La casa de tés.


La casa de tés tenía una carta y una lista de normas. 
En la carta ofrecía, entre otros muchos, tés de valor, tisanas de templanza o infusiones de buen humor. La casa servía lo que el cliente pedía, fuera lo que fuera. Si no tenía la mezcla adecuada de hierbas, la dueña la preparaba, mezclando briznas de hojas secas y frutas deshidratadas que sacaba de coloridas latas, cajitas de madera y bolsas de papel. Siempre y cuando el cliente fuera capaz de pagar. Era era la primera norma.
El té de coraje era lo más caro que se podía tomar. La infusión de conformismo apenas costaba unos céntimos. La tisana de pavor era sorprendentemente asequible y tenía una cantidad todavía más sorprendente de aficionados. A la gente le gustaba sentir el miedo bajando como una piedra hasta el estómago y extendiéndose frío por la columna hasta la coronilla. 
La segunda norma prohibía sacar las teteras, las tazas y su contenido fuera de la casa. Siempre había alguien lo suficientemente estúpido como para intentarlo. Las teteras y las tazas se rompían en cuanto cruzaban el dintel de la puerta, a consecuencia de una inexplicable presión. Algunos de los huesos del ladrón también lo hacían, víctimas de los bastones de los dos porteros que más que guardar la entrada, custodiaban la salida. 

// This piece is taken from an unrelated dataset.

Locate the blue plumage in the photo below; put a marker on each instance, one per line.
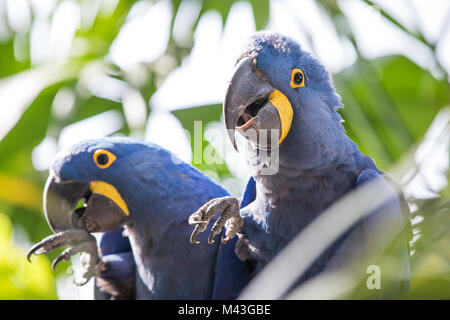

Por último, la casa no realizaba devoluciones. Nunca. Bajo ningún concepto. El cliente debía saber lo que era capaz de tragar y lo que no. Para sorpresa de muchos el té de valor se atragantaba con frecuencia, provocando toses y arcadas. En estos casos el té, ya frío, iba a parar al desagüé del fregadero sin mayor ceremonia y la dueña acompañaba a al desconsolado cliente a la salida. 
—No se lo tome así, querido —le decía dándole golpecitos en la espalda para ayudar a pasar la tos—. El valor no está hecho para todo el mundo. Ahora ya sabe que no es lo suyo. ¿No es un consuelo?